On average, patients in the trials with the highest mortality rates -- versus those in trials with the lowest rates -- were older (64.2 versus 59), had a longer diabetes duration (15.2 versus 7.2 years), and had a higher systolic blood pressure (145 versus 136 mm Hg), serum creatinine (1.8 versus 0.9 mg/dL), and proteinuria prevalence (100% versus 9%).
Both the average LDL cholesterol level and prevalence of current smoking decreased across the increasing mortality categories.
"While the lower prevalence of smoking is probably related to the inclusion criteria, reports from cohorts of chronic kidney disease and heart failure demonstrated that lower cholesterol correlates with higher mortality -- what is described as 'reverse epidemiology' in other populations of patients with advanced disease," the authors wrote.
Selection for hypertension was common across trials in all four of the mortality categories, ranging from 69% to 97% of patients.

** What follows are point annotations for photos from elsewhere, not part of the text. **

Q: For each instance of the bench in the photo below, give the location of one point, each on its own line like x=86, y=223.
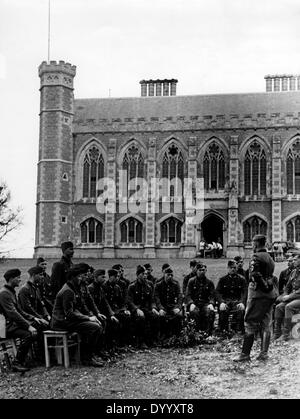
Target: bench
x=61, y=342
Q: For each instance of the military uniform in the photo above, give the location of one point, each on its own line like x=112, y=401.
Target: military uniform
x=201, y=292
x=285, y=310
x=140, y=296
x=59, y=274
x=231, y=290
x=168, y=297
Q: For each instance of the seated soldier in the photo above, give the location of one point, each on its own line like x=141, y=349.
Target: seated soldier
x=231, y=294
x=67, y=315
x=200, y=300
x=289, y=303
x=44, y=286
x=116, y=298
x=193, y=267
x=142, y=307
x=168, y=300
x=96, y=289
x=149, y=271
x=19, y=325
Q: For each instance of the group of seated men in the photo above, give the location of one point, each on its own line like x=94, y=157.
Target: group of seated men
x=108, y=310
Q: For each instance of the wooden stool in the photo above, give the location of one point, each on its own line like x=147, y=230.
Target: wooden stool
x=63, y=340
x=5, y=346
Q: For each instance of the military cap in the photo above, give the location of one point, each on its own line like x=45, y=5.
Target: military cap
x=99, y=272
x=36, y=270
x=79, y=269
x=12, y=273
x=66, y=245
x=112, y=272
x=140, y=270
x=231, y=263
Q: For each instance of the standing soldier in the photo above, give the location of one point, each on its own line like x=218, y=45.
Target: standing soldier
x=286, y=274
x=262, y=293
x=61, y=268
x=289, y=303
x=149, y=271
x=168, y=300
x=200, y=300
x=193, y=267
x=231, y=295
x=45, y=285
x=144, y=314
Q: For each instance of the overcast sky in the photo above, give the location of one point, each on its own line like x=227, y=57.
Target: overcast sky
x=215, y=46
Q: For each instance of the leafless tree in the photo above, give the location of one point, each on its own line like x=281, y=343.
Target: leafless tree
x=10, y=218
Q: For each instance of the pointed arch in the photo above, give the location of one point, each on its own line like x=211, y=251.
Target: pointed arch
x=90, y=164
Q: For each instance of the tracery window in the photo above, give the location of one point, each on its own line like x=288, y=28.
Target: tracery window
x=173, y=168
x=131, y=231
x=293, y=169
x=93, y=170
x=252, y=226
x=170, y=230
x=91, y=231
x=133, y=163
x=255, y=170
x=214, y=168
x=293, y=229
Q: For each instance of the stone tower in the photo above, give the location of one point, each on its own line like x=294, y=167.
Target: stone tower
x=55, y=164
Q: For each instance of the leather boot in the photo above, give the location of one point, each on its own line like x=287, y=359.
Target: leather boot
x=287, y=325
x=246, y=349
x=265, y=343
x=277, y=328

Hypertension was not a strong predictor of mortality, but rates were lowest in primary prevention trials and those in which hypertension was the only additional inclusion criterion.
Mortality rates were higher in trials selecting for prior cardiovascular disease compared with those for which cardiovascular disease was simply permitted but not required (2.0 to 2.5 versus 0.9 to 2.0 per 100 patient-years).

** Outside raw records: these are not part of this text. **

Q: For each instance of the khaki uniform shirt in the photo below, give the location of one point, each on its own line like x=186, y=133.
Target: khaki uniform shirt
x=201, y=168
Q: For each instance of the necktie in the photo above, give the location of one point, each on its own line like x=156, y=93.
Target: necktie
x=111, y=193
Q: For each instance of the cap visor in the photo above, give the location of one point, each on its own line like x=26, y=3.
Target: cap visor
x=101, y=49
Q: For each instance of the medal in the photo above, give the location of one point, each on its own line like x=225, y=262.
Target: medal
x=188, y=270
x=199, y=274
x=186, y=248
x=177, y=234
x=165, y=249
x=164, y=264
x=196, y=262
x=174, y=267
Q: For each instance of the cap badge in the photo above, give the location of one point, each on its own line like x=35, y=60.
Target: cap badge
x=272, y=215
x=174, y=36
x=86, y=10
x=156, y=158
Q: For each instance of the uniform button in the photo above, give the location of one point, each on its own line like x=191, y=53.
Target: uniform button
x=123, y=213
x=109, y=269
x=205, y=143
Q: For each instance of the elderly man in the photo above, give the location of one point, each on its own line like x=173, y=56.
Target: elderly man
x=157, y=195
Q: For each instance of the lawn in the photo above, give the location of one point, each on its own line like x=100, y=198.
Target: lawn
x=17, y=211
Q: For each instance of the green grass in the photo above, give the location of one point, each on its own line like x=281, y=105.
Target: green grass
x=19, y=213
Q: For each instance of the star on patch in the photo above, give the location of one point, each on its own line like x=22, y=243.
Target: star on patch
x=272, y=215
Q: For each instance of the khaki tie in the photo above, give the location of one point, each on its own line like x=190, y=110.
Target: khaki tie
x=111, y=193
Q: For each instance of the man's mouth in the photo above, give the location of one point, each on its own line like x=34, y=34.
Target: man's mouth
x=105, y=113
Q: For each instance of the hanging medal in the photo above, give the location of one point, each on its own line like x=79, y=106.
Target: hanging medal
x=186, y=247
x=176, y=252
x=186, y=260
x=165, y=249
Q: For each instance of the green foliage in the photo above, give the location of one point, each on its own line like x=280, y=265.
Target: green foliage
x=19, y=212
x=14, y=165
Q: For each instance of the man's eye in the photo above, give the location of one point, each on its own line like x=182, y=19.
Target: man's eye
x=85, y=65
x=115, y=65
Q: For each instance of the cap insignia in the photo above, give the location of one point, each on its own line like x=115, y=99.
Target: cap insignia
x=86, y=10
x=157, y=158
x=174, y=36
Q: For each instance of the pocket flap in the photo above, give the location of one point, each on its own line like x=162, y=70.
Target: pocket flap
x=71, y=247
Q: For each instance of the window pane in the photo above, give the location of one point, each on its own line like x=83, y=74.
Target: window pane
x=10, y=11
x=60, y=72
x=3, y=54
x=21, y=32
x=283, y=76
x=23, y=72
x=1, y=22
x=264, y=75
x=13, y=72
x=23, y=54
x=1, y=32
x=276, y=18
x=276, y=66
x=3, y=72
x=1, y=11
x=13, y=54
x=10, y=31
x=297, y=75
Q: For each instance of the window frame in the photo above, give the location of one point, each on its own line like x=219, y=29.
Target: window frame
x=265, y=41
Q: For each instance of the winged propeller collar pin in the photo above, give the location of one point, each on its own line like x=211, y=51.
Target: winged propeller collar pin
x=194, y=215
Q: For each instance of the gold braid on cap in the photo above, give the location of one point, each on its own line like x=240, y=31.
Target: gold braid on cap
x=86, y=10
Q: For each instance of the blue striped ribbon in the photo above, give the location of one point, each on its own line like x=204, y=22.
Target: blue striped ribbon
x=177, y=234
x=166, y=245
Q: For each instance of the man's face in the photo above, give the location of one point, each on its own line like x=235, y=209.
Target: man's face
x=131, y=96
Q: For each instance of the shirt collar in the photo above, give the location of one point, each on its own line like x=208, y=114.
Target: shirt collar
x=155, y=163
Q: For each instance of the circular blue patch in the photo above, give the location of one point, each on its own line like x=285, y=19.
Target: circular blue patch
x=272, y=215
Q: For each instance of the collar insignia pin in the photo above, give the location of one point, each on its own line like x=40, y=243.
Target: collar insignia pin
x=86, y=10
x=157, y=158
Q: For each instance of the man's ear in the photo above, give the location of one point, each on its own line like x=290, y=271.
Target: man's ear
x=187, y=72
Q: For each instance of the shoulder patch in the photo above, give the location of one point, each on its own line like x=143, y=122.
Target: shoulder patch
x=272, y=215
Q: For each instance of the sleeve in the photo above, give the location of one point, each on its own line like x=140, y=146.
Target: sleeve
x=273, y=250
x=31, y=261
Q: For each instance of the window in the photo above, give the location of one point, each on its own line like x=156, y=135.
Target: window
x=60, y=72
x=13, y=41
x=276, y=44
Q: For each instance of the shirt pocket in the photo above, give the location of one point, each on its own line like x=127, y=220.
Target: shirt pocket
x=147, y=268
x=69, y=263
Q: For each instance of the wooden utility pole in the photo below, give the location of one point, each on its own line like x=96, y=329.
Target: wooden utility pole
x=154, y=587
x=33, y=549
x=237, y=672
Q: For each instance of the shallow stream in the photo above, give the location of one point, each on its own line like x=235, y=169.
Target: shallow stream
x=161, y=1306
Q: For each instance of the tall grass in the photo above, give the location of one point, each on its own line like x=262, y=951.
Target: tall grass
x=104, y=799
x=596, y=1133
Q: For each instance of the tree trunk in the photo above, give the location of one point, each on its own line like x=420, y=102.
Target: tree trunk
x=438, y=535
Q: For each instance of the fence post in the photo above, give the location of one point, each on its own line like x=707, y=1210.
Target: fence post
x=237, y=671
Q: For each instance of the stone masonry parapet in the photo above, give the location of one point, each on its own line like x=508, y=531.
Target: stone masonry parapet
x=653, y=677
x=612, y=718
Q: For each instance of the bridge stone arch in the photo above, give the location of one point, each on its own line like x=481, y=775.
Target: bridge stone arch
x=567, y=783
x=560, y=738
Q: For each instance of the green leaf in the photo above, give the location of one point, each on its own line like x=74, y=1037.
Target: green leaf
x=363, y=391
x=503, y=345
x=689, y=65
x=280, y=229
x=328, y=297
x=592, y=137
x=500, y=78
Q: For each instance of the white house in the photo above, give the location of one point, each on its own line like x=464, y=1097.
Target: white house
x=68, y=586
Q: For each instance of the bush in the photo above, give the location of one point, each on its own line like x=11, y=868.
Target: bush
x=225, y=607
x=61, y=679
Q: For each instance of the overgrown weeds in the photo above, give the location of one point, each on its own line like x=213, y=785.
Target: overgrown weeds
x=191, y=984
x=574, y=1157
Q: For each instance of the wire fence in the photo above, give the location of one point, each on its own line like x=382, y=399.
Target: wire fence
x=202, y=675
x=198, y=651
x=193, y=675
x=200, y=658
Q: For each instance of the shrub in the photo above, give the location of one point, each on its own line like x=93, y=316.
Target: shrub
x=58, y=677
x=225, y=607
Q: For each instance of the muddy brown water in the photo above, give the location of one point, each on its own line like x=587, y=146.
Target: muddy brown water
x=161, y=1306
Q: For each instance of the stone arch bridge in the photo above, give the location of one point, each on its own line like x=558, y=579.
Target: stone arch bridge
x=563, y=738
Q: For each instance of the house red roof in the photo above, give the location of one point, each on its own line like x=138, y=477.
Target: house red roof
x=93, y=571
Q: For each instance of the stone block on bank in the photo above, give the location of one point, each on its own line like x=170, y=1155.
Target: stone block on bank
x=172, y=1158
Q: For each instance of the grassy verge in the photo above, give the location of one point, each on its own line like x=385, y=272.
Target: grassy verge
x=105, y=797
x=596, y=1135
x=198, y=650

The highest rates, however, occurred in the three trials that required the presence of chronic kidney disease -- defined as either elevated serum creatinine or eGFR less than 60 mL/min/1.73 m2 with or without the presence of proteinuria.
The authors acknowledged that the study was limited by the lack of individual patient data, of information on the effects of medications and therapeutic interventions during the trials, and of information on the effects of the randomized treatment arms and their relationships with mortality.